2010年1月25日(月)「しんぶん赤旗」
名護市長選・稲嶺氏の勝利
基地ない沖縄・日本 強烈なメッセージ
日米安保改定から50年の2010年1月24日、名護市長選での米軍新基地建設を許さない稲嶺進新市長の誕生は、沖縄と全国、さらに世界に向けた「基地のない沖縄・日本」という強烈なメッセージです。
米軍基地縮小という世界の平和の流れのなかで、米軍基地推進の自公政権にノーをつきつけた昨年8月の総選挙、県内「移設」に反対し、普天間基地の返還を求めた11月の2万1000人が集まった県民大会に続く、画期的な勝利です。
立場を超えて
「辺野古に基地はつくらせない、基地問題に終止符を打とう」「基地に頼らない新たな振興策で、市民による自立的持続的な街づくりを」「公正公平、透明な市政を」―。選挙戦で日を追うごとに力強く明確に訴え続けた稲嶺氏。同氏の勝利に向けて、保守と革新が立場の違いを超えて結集したたたかいは、多くの市民の共感と支持を加速度的に広げて一体感を生みました。
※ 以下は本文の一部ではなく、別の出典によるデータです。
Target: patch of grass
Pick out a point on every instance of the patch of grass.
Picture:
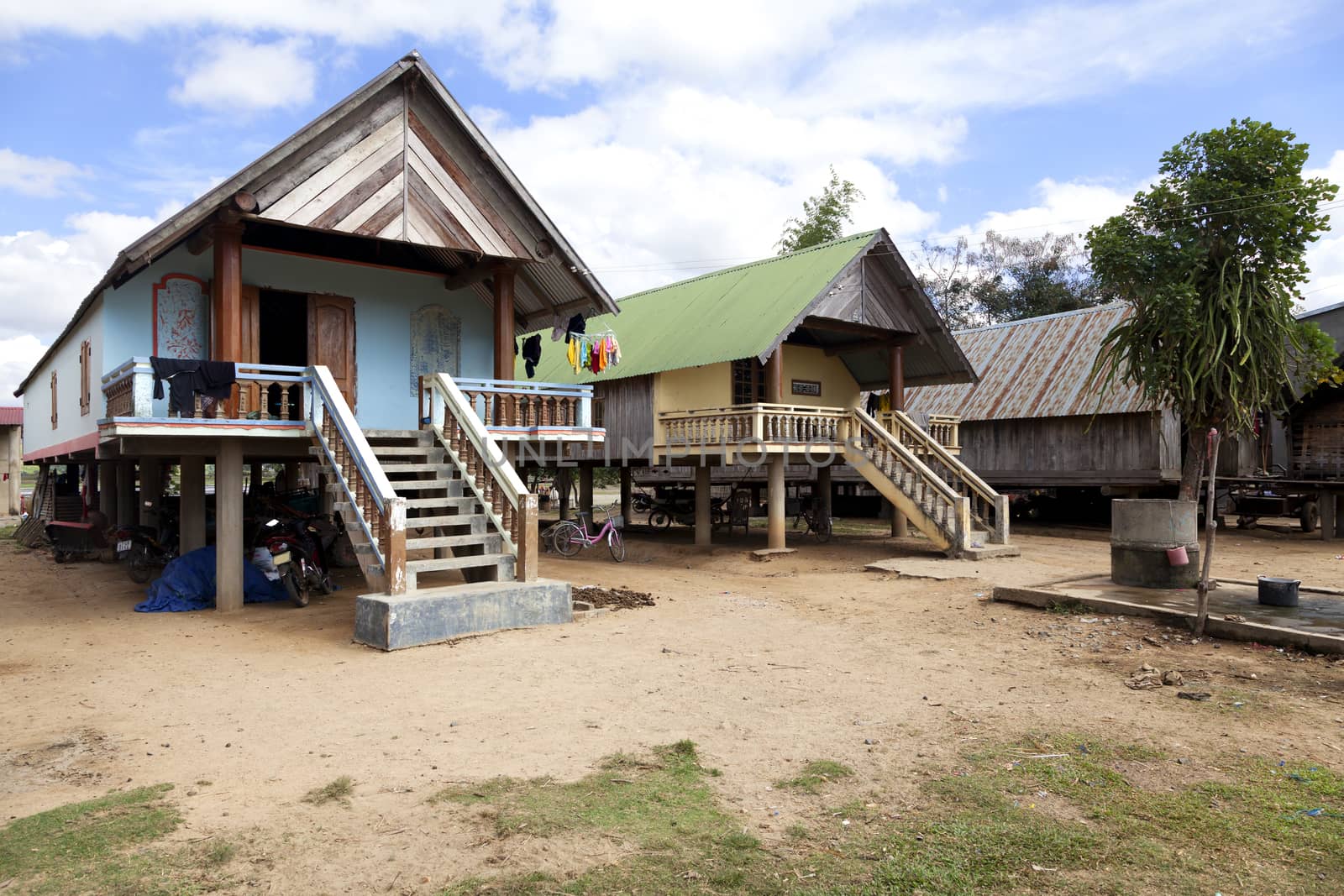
(816, 774)
(336, 792)
(105, 846)
(1070, 607)
(1050, 815)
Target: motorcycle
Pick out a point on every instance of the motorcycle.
(299, 558)
(147, 547)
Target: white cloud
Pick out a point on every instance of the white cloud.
(1061, 207)
(38, 176)
(18, 356)
(232, 73)
(1326, 257)
(44, 277)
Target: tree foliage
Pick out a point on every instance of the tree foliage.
(824, 217)
(1005, 278)
(1211, 258)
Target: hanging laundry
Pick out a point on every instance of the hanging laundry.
(577, 325)
(533, 352)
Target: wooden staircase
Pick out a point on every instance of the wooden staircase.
(938, 493)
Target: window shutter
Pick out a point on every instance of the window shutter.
(85, 362)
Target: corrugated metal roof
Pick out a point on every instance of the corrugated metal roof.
(737, 312)
(1032, 369)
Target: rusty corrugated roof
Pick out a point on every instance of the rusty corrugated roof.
(1032, 369)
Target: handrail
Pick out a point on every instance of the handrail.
(974, 481)
(909, 457)
(486, 469)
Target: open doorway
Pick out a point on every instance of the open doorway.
(282, 338)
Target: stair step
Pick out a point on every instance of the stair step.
(452, 542)
(428, 521)
(457, 563)
(421, 485)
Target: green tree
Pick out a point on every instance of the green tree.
(1007, 278)
(824, 217)
(1211, 258)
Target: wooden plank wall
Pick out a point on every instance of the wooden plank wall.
(627, 411)
(1112, 449)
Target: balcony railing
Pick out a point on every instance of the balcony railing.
(759, 423)
(945, 430)
(272, 392)
(523, 409)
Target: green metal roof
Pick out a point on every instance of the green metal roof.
(737, 312)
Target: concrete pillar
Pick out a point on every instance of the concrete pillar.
(151, 490)
(703, 521)
(774, 376)
(774, 503)
(92, 485)
(503, 291)
(586, 490)
(562, 485)
(627, 484)
(127, 513)
(824, 490)
(108, 492)
(192, 485)
(228, 526)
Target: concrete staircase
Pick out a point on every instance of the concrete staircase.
(443, 512)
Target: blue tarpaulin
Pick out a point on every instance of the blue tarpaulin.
(188, 584)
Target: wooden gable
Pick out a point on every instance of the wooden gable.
(398, 168)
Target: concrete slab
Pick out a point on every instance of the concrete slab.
(440, 614)
(1234, 610)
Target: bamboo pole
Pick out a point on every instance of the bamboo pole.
(1210, 533)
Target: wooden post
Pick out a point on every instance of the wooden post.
(528, 539)
(109, 492)
(774, 376)
(774, 501)
(627, 481)
(824, 490)
(703, 523)
(192, 508)
(503, 284)
(127, 513)
(586, 490)
(897, 387)
(562, 485)
(394, 539)
(228, 297)
(228, 526)
(151, 490)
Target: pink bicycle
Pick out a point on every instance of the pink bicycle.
(570, 537)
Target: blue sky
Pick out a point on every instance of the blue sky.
(663, 140)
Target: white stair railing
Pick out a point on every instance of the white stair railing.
(380, 512)
(487, 470)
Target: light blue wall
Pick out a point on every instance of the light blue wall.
(383, 304)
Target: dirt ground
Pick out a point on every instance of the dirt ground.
(764, 665)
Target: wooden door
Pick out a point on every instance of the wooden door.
(331, 340)
(249, 347)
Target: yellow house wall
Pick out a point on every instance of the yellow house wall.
(711, 385)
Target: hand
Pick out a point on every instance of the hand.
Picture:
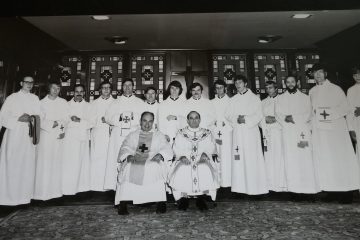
(353, 136)
(289, 119)
(103, 119)
(61, 136)
(357, 112)
(157, 158)
(75, 119)
(203, 158)
(184, 160)
(55, 124)
(130, 159)
(241, 119)
(171, 117)
(270, 119)
(24, 118)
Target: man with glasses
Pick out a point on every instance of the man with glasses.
(100, 136)
(17, 152)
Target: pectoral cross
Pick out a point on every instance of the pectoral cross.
(143, 147)
(324, 114)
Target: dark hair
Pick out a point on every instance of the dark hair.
(220, 82)
(271, 82)
(103, 83)
(79, 85)
(175, 84)
(187, 116)
(319, 66)
(128, 80)
(241, 77)
(144, 113)
(148, 89)
(196, 84)
(355, 69)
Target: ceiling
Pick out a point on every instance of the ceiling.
(196, 30)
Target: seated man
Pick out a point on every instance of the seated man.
(194, 172)
(142, 170)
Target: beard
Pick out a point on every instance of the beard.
(291, 90)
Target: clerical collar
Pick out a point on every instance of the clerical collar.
(174, 99)
(244, 92)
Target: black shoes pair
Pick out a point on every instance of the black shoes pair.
(160, 208)
(183, 204)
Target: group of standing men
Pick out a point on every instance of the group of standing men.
(194, 145)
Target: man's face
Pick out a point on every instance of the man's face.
(290, 83)
(220, 90)
(240, 85)
(196, 92)
(79, 93)
(146, 122)
(320, 76)
(127, 88)
(27, 84)
(150, 95)
(356, 76)
(194, 120)
(54, 90)
(174, 91)
(105, 90)
(270, 90)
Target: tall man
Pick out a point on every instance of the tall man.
(201, 105)
(353, 96)
(194, 172)
(293, 111)
(272, 141)
(151, 104)
(143, 159)
(17, 152)
(171, 118)
(100, 136)
(54, 119)
(248, 165)
(76, 152)
(336, 164)
(124, 115)
(222, 132)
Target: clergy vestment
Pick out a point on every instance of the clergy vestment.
(222, 133)
(336, 165)
(248, 165)
(297, 147)
(124, 115)
(353, 96)
(17, 152)
(173, 107)
(196, 178)
(144, 180)
(76, 151)
(49, 151)
(205, 108)
(100, 136)
(153, 108)
(273, 147)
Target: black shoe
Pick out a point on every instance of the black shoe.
(122, 210)
(183, 204)
(201, 204)
(161, 207)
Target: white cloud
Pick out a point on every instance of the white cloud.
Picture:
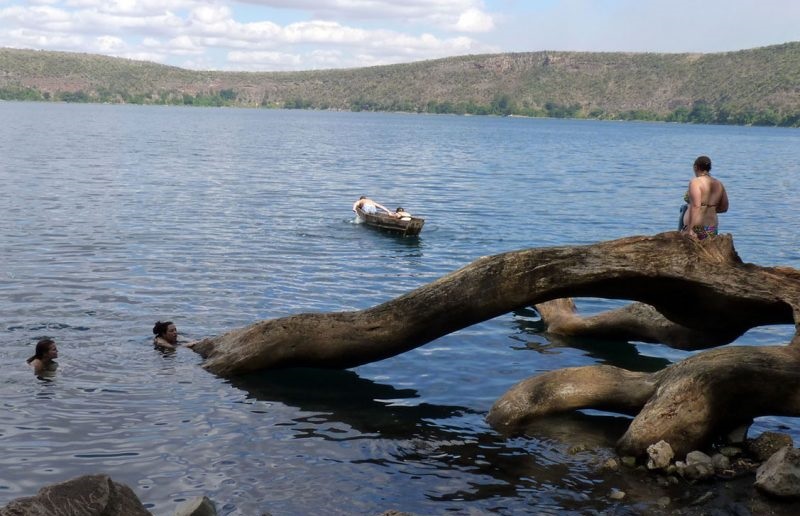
(109, 44)
(474, 20)
(255, 61)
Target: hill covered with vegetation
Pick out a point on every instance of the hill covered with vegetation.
(758, 86)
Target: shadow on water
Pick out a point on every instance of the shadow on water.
(343, 396)
(617, 353)
(450, 441)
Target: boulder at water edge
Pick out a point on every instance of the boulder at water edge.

一方、市民の願いに反して最後の最後まで基地問題を争点からそらし続け、「基地振興策」や、不公平不透明な市政運営に少しも反省をのべなかった現職陣営。癒着関係にある地元企業、業者を中心とする動員、地域の締め付けを執拗(しつよう)に展開しましたが、こうしたやり方に市民からの断罪が下りました。
稲嶺氏の勝利は、基地推進・容認の政治勢力と利権集団にも痛打を与えることになります。
いまだに辺野古など沖縄県内「移設」に固執している日米両政府は、この強烈なメッセージをどう受け止めるのでしょうか。
撤去へ交渉を
「名護市民の思いもしんしゃくしながら、最終的な結論をできるだけ早く導くように努力したい」(15日、首相官邸)と鳩山由紀夫首相はのべました。であるなら「基地はつくらせないというメッセージを県にも国にもつきつける」と表明して誕生した稲嶺新市政に込められた、多くの民意を重く受け止めるべきです。
鳩山首相は、在日米軍基地を「抑止力」として肯定する「基地のたらい回し」路線を一刻も早く転換し、「世界一危険」だと米側が認める普天間基地の即時閉鎖・撤去に向けた本腰を入れた対米交渉を始めるべきです。